1.1 Allgemeines

Latente Steuern zeigen in der Handelsbilanz künftige Änderungen der Ertragsteuern, die sich aus den Differenzen zwischen den handelsrechtlichen und den steuerlichen Werten von Bilanzposten ergeben.

Sie werden auf Unterschiedsbeträge zwischen Handelsbilanz und Steuerbilanz gebildet, wenn die Differenzen temporär oder quasi-permanent sind. Darüber hinaus können aktive latente Steuern auf Verlustvorträge gebildet werden, wenn diese innerhalb der kommenden 5 Jahre erwartungsgemäß verrechenbar sind.

1.2 Temporäre Differenzen

Temporäre Differenzen sind Differenzen zwischen dem Wert eines Vermögensgegenstands oder einer Schuld laut Handelsbilanz und Steuerbilanz, die sich künftig wieder umkehren lässt, d. h. sie sind zeitlich begrenzt.

 
Praxis-Beispiel

Drohverlustrückstellung

Eine Drohverlustrückstellung führt zu einer temporären Differenz zwischen Handelsbilanz und Steuerbilanz, weil es steuerlich ein Ansatzverbot für Drohverlustrückstellung gem. § 5 Abs. 4a EStG gibt. Bei Verbrauch der handelsrechtlichen Rückstellung in den Folgejahren kehrt sich die Differenz zwischen dem Wertansatz laut Handelsbilanz und Steuerbilanz um. Die Differenz ist also temporär, weil sie sich im Zeitablauf wieder ausgleicht.

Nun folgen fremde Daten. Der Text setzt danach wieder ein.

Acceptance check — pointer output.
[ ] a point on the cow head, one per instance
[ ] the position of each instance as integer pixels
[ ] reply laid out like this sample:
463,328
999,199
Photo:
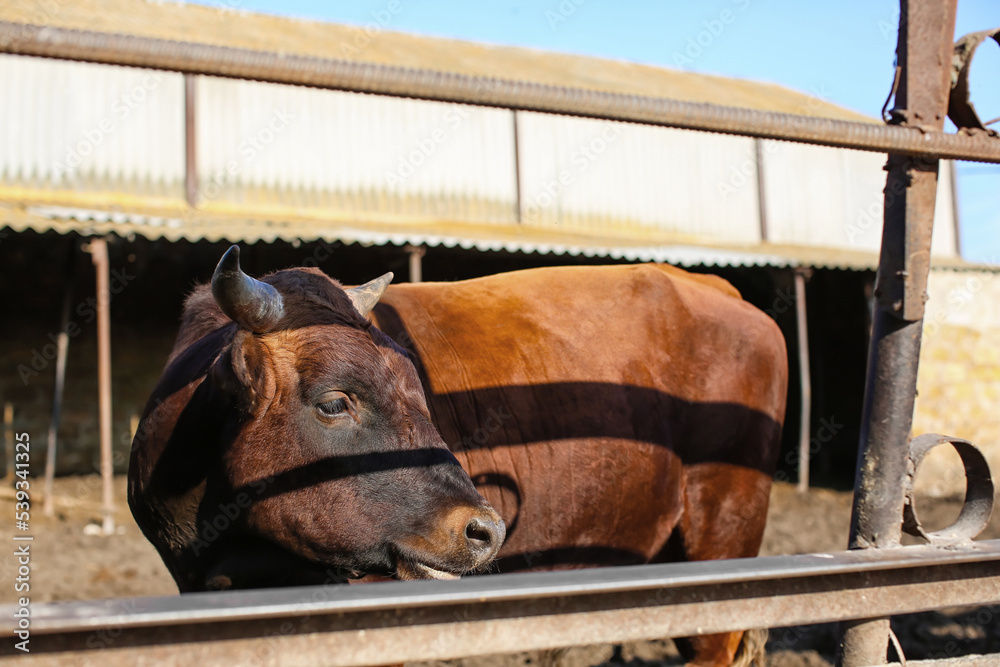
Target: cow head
328,448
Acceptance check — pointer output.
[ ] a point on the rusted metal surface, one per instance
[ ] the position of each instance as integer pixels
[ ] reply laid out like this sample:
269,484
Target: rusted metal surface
923,54
448,87
978,505
401,621
960,108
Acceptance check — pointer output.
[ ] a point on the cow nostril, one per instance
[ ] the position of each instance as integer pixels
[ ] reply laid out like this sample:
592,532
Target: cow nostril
478,534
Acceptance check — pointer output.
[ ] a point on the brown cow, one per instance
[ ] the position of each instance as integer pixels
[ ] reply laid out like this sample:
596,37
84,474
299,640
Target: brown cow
288,442
613,415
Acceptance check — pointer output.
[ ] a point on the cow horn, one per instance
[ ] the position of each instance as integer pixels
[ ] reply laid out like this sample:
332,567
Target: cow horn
364,297
252,304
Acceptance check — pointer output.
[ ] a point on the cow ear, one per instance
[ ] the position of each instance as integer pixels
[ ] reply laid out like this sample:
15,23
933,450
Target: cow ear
244,373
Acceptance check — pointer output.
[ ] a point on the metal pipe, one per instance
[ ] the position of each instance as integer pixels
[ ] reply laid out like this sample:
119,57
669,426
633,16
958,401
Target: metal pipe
518,210
99,253
416,262
432,620
190,141
923,51
758,146
955,207
488,91
62,349
804,379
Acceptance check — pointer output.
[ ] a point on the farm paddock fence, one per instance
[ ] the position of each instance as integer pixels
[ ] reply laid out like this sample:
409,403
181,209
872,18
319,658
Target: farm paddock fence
393,622
396,622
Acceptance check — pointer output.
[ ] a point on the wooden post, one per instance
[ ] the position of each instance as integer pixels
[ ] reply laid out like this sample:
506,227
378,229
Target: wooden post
62,349
99,253
416,262
8,438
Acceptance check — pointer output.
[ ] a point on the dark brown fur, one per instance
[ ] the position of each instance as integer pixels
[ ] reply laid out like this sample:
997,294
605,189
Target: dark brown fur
240,479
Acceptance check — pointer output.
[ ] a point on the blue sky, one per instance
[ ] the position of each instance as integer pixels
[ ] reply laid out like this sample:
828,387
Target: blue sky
842,51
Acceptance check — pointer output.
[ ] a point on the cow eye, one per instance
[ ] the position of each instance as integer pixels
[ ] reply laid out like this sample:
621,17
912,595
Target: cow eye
334,408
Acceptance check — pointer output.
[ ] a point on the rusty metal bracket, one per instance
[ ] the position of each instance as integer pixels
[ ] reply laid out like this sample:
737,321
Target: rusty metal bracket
978,505
960,107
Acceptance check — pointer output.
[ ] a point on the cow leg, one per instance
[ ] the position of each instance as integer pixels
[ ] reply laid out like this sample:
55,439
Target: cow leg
717,650
725,508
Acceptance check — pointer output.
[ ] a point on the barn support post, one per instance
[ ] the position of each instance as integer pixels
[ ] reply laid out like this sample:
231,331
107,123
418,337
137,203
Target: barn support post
99,253
416,262
62,349
8,435
924,52
805,379
190,142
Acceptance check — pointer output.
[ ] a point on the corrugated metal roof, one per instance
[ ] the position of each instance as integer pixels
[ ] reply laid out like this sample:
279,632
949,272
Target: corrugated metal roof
174,225
225,26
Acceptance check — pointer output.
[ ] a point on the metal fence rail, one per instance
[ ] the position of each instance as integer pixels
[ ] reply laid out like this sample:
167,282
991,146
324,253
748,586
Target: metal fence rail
379,624
448,87
401,621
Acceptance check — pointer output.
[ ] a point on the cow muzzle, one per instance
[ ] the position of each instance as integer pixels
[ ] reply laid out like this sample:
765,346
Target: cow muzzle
465,540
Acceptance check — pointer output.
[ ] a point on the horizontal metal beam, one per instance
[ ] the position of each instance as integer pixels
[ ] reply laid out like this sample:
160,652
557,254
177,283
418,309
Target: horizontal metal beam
991,660
488,91
391,622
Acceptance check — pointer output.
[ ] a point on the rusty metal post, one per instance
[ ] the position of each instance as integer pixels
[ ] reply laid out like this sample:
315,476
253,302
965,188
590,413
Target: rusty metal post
99,252
805,378
924,50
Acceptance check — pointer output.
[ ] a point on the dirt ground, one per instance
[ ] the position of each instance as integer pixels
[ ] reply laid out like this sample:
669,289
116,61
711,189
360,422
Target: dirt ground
72,560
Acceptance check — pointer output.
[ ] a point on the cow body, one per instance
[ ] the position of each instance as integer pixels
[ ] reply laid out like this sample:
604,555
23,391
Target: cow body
612,415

1.3 Permanente Differenzen

Permanente Differenzen kehren sich im Gegensatz zu temporären Differenzen künftig nie mehr um. Dieser Effekt ist einmalig. Typische Beispiele hierfür sind steuerlich nicht abzugsfähige Betriebsausgaben nach § 4 Abs. 5 EStG, angemessene und nachgewiesene Bewirtungskosten in Höhe von 30 % oder unangemessene Repräsentationsaufwendungen, aber auch steuerfreie Erträge wie z. B. steuerfreie Dividenden.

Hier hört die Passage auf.